How to write fiction,  Viernes ficticios

Oró, ‘Sé do Bheatha ‘Bhaile”

This is the result of a writing exercise I found in internet. Unfortunately, I can’t give credit to the author of the exercise. I don’t remember neither the name of the author nor the name of the website and it’s clearly more difficult to find something out of the advertisement displayed by Voogle when searching what it used to be.

The exercise is to write based on the thoughts that might come out of listening to a song. Any song. The name of the song I chose is <<Oró, ‘Sé do Bheatha ‘Bhaile”>>. You can find it in Metube. I chose it cause it is in a language I don’t understand at all and there was no way I could cheat by knowing the lyrics. Any other song in my play list would have been cheating cause in most cases (not all), even if I don’t speak Japanese, Hebrew, Arabic or French, I check the lyrics up. The point was to write following the feeling of the song only.

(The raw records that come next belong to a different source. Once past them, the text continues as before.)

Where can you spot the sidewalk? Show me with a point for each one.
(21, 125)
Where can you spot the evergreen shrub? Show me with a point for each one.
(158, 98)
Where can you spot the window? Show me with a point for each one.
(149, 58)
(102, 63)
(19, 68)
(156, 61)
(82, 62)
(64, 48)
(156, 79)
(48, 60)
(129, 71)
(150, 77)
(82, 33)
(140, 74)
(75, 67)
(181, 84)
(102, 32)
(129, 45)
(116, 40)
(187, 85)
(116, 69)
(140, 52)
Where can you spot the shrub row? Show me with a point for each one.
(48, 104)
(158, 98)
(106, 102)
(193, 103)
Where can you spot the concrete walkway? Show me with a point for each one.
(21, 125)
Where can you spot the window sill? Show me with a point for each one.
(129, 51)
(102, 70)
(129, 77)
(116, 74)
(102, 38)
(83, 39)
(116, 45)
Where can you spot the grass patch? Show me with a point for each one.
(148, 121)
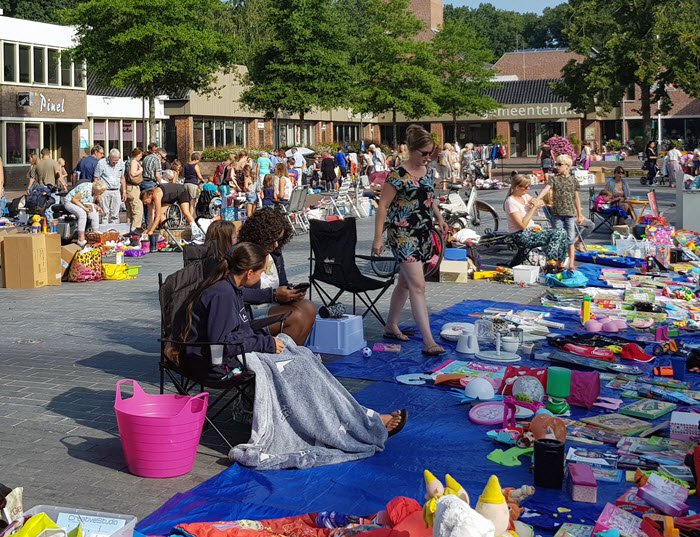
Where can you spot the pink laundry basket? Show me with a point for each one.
(159, 433)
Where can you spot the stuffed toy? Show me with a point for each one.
(454, 518)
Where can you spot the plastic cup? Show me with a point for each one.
(217, 354)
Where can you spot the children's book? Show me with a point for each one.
(649, 409)
(617, 423)
(574, 530)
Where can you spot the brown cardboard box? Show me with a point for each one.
(54, 272)
(67, 253)
(454, 271)
(25, 261)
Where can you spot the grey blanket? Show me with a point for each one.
(303, 416)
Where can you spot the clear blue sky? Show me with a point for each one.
(533, 6)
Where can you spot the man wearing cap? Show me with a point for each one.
(111, 171)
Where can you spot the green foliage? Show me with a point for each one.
(155, 47)
(618, 41)
(304, 61)
(36, 10)
(506, 31)
(460, 65)
(395, 73)
(677, 24)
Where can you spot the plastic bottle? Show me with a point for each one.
(586, 309)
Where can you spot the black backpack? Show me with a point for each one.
(39, 199)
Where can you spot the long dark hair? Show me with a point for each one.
(239, 259)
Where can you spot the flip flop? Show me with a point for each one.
(398, 336)
(403, 414)
(430, 351)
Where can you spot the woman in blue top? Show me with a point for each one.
(81, 202)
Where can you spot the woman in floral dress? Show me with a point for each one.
(407, 206)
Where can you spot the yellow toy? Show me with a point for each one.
(492, 506)
(435, 490)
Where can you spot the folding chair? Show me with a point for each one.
(604, 221)
(333, 262)
(191, 375)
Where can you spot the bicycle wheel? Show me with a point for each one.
(383, 267)
(173, 216)
(486, 219)
(438, 243)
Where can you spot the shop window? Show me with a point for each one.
(208, 133)
(127, 137)
(24, 64)
(39, 63)
(9, 62)
(13, 143)
(198, 141)
(66, 71)
(99, 134)
(31, 139)
(78, 76)
(53, 65)
(113, 130)
(219, 137)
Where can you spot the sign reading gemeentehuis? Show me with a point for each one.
(42, 103)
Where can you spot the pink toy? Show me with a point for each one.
(581, 483)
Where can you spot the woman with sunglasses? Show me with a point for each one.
(407, 206)
(521, 208)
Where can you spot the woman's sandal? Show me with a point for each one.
(433, 350)
(403, 415)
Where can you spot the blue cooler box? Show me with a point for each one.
(337, 336)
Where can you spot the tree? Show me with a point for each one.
(677, 25)
(158, 47)
(36, 10)
(397, 74)
(618, 41)
(460, 64)
(303, 63)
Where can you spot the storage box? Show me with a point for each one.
(454, 271)
(95, 523)
(337, 336)
(581, 483)
(685, 426)
(54, 270)
(67, 253)
(525, 274)
(25, 261)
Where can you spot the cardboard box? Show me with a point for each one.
(454, 271)
(54, 271)
(67, 253)
(25, 261)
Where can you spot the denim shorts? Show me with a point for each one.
(569, 224)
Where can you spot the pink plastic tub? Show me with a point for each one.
(159, 433)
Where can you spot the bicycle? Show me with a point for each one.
(385, 267)
(475, 214)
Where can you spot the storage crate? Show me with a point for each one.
(685, 426)
(95, 523)
(337, 336)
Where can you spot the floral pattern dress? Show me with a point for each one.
(410, 216)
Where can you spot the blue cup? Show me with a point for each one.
(679, 364)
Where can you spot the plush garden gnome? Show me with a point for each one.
(454, 518)
(492, 505)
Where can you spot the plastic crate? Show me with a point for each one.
(95, 523)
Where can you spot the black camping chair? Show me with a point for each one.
(333, 262)
(189, 378)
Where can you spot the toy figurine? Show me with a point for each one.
(492, 505)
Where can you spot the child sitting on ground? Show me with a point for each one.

Then, this is nonsense and, if you like nonsense; why to keep it only for yourself? Go and share. Or go and share what a horror of writing this is. Any word out there is good.

Oró, ‘Sé do Bheatha ‘Bhaile”

She looks behind, her track on the black sand won’t last more than a sea’s breath and to each exhaling the tide goes up. She shrinks. It is now.

Her feet are the first to feel it and her whole body shivers. The wind twirls the brown curls of her forehead. Maybe the skirt is too much. She throws it away, a wet bundle on the sand. The jacket goes off too and the blouse should but the corset… There, further in a lumber floats. Is it the figurehead of her vessel? The evening light sun blinds her. The cold is no longer in spite of the water being colder at the beginning. She stops every now and then, the white thing gets lost to the sparkles and green-blue changing prairies.

A nose, lashes and ears emerge from the lumber little by little. The lips are hidden in their palor. She dives to speed into the less and less calm waves. Some algae stretch themselves to the light. Some brush her ankles.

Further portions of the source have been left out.